Sql-server – SQL Server Performance Counters Relating to Disk Access and Log Files That Appear Concerning

performancesql server

I want to validate the optimal performance of our SQL Server and in doing so, I have gone through all the performance counters listed at the following link and create a trace log to analyze the data.

http://www.quest.com/backstage/images/promotions/SQLServer-Perfmonance-Poster.pdf

I have gone through three days worth of collected data and compared it to the recommended values listed in that chart, and though most of my values look good, there a just a few that are outside of the recommended values listed and I want to get some feedback from others on how their systems compare and if any of my values should raise a red flag.

As a point of clarification, our SQL Server is 2008, running on a virtual machine, with 4 cores and 8 GB of memory. The SQL VM connects directly, via iSCSI, to our SAN which has three separate disk groups (separate spindles) for the Database files, Log files and TempDB, and all are a RAID 1 configuration.

Here are the counters that I am concerned by:

  1. For the SQLServer:Databases\Log Flush Wait Time counter, it is staying fairly constant between 600 ms and 900 ms with an average of 750ms. According to the chart listed above, it states that this value should be around 0 ms. Why would my value be significantly higher?

  2. For SQLServer:Databases\Log Growths, I'm at 325 and for SQLServer:Databases\Log Truncations, I'm at 14200. I assume that this is since the start of SQL Server, correct? If so, the chart says that growths should be around 0. Is this something I should worry about? The last reboot of the server was a month ago and there are about 100 databases on the server.

  3. For the Memory\Pages Input/sec counter, the values fluctuate dramatically and have an average of 6 but have many spikes well upwards of 100 (some as high as 400). According to the chart, this value should be less than 10. Should I be concerned by these spikes?

  4. Finally for the PhysicalDisk\Avg. Disk sec/Write counters:

    • 4a. For the TempDB volume, I get dramatic spikes every few minutes that are upwards of 100 ms. The guide states that these values should be less than 20 ms. Should I be concerned by these tenth of a second spikes?

    • 4b. For the Log Files volume, it stays almost steady at 8 ms. Is it normal for the Log Files to have consistent writes with no break?

    • 4c.
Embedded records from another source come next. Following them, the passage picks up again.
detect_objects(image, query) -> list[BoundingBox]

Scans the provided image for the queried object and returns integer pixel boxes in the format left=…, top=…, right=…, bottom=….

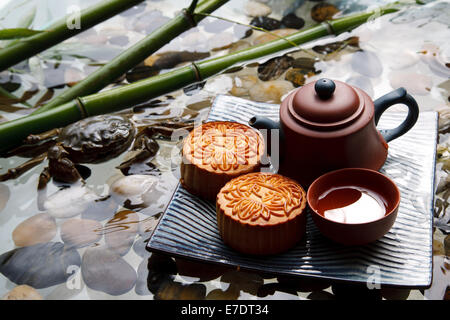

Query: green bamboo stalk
left=32, top=0, right=229, bottom=115
left=0, top=4, right=401, bottom=154
left=0, top=0, right=145, bottom=72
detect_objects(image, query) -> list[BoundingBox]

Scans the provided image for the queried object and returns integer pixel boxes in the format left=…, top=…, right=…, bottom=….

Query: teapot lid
left=289, top=78, right=364, bottom=130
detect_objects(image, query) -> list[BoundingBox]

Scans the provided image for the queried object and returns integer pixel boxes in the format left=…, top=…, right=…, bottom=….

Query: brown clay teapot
left=249, top=78, right=419, bottom=186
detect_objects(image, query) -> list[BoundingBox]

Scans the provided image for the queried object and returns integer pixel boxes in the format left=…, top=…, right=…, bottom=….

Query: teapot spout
left=248, top=116, right=284, bottom=159
left=249, top=116, right=281, bottom=132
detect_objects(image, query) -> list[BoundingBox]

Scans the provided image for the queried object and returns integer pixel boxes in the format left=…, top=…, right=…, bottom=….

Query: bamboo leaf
left=0, top=28, right=43, bottom=40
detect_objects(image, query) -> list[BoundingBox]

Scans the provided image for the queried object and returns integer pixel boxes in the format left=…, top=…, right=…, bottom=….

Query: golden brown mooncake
left=180, top=121, right=264, bottom=201
left=216, top=172, right=307, bottom=255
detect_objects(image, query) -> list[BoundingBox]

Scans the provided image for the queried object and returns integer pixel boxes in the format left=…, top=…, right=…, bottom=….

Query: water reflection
left=0, top=0, right=448, bottom=300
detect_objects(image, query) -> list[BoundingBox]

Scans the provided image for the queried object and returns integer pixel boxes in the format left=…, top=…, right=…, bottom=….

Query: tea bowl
left=307, top=168, right=400, bottom=245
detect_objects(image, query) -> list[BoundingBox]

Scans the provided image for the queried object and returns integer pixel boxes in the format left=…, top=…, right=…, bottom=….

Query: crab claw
left=47, top=145, right=82, bottom=184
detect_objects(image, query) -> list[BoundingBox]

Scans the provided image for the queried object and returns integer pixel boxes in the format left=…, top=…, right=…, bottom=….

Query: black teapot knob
left=315, top=78, right=335, bottom=100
Regarding these disk counters, in Windows Disk Management > Properties > Policies, the disks don’t have the “Enable write caching on the device” checked nor the “Turn off Windows write-cache buffer flushing on the device” checked. Should these be enabled for a SAN that has a battery backed cache? Could this be the cause of 4a and 4b? If so, can they enabled during production hours without interrupting data flow?

Any input in regards to what others see on their production systems or if any of these values seem abnormal are appreciated.

Best Answer

SQLServer:Databases\Log Flush Wait Time counter, it is staying fairly constant between 600 ms and 900 ms with an average of 750ms

750ms wait time per flush is huge. It means every transaction statement must wait in average 750ms to commit. If you don't use explicit transactions for writes it means each write statement (INSERT/UPDATE/DELETE) must wait 750ms to complete. However this does not corroborate with the other sttaement 'PhysicalDisk\Avg. Disk sec/Write ... For the Log Files volume, it stays almost steady at 8 ms.'. One explanation is that you have log growths (you do, the counters say so) which skew the log flush wait times but that would only explain averages over long periods.

SQLServer:Databases\Log Growths, I'm at 325

Figure out which database is growing and resize the log appropriately. You should not occur growth events in production, they are extremely expensive. the counter has instances per database.

PhysicalDisk\Avg. Disk sec/Write ... For the Log Files volume, it stays almost steady at 8 ms. Is it normal for the Log Files to have consistent writes with no break?

Yes. A transaction cannot commit unless the log was written to disk. As long as you have transactions, you will have log disk writes.

PhysicalDisk\Avg. Disk sec/Write counters: For the TempDB volume, I get dramatic spikes every few minutes that are upwards of 100 ms.

It would be good to know why. Can you correlate it with a specific activity that causes the spike? Can you correlated it with database checkpoints occurring?

Memory\Pages Input/sec counter, the values fluctuate dramatically and have an average of 6 but have many spikes well upwards of 100 (some as high as 400).

So you're paging. Why? Insufficient memory? Any other offending process on the server host? Virtualized overcommitted environment? Only you can tell. Does swapping IO overlap with any of the IOs above (same physical path, ie. same disks)? Then some of the SQL timers may be influenced by this paging spikes.